Not What but Why: Machine Learning for Understanding Genomics
Machine learning and artificial intelligence are changing the nature of biological research, especially genomics. Artificial intelligence applications are opening up our understanding of ourselves and disease, and we must strive to create tools that can work as partners in research, not simply as black boxes. Barbara Engelhardt is an assistant professor in the Computer Science Department at Princeton University since 2014.

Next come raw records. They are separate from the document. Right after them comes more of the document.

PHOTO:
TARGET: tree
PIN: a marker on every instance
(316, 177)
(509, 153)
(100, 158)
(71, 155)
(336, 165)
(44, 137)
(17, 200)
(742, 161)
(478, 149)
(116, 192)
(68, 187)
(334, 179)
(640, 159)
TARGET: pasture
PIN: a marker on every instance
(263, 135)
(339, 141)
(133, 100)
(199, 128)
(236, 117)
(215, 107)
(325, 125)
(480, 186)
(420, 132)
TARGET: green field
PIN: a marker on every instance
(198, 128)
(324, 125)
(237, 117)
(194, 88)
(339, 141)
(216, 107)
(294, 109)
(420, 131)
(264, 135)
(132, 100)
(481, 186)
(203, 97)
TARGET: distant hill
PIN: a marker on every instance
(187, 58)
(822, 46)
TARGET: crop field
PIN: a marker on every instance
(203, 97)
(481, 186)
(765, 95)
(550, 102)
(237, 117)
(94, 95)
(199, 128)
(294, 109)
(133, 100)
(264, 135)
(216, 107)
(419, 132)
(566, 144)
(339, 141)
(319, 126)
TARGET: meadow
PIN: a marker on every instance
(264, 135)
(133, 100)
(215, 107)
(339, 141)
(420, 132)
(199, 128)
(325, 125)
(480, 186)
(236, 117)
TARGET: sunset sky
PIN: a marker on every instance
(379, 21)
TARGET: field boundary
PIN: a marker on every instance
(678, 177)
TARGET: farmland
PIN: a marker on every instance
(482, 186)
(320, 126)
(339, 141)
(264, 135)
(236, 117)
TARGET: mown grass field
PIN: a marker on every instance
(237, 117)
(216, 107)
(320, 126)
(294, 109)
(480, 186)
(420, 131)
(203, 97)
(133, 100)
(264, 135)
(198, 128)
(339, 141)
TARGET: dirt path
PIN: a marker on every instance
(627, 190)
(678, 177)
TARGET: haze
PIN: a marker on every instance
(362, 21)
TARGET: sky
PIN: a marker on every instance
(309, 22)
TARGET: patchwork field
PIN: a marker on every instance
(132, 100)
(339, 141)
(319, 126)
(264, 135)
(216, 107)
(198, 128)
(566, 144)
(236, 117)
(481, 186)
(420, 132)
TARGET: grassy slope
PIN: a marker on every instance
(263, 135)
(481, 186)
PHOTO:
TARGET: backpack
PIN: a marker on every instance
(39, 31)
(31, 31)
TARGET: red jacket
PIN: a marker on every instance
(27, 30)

She graduated from Stanford University and received her Ph.D. from the University of California, Berkeley, advised by Professor Michael Jordan. She did postdoctoral research at the University of Chicago, working with Professor Matthew Stephens, and three years at Duke University as an assistant professor. Interspersed among her academic experiences, she spent two years working at the Jet Propulsion Laboratory, a summer at Google Research, and a year at 23andMe, a DNA ancestry service.
Professor Engelhardt received an NSF Graduate Research Fellowship, the Google Anita Borg Memorial Scholarship, the Walter M. Fitch Prize from the Society for Molecular Biology and Evolution, an NIH NHGRI K99/R00 Pathway to Independence Award, and the Sloan Faculty Fellowship. Professor Engelhardt is currently a PI on the Genotype-Tissue Expression (GTEx) Consortium.
Her research interests involve statistical models and methods for analysis of high-dimensional data, with a goal of understanding the underlying biological mechanisms of complex phenotypes and human diseases. This talk was given at a TEDx event using the TED conference format but independently organized by a local community.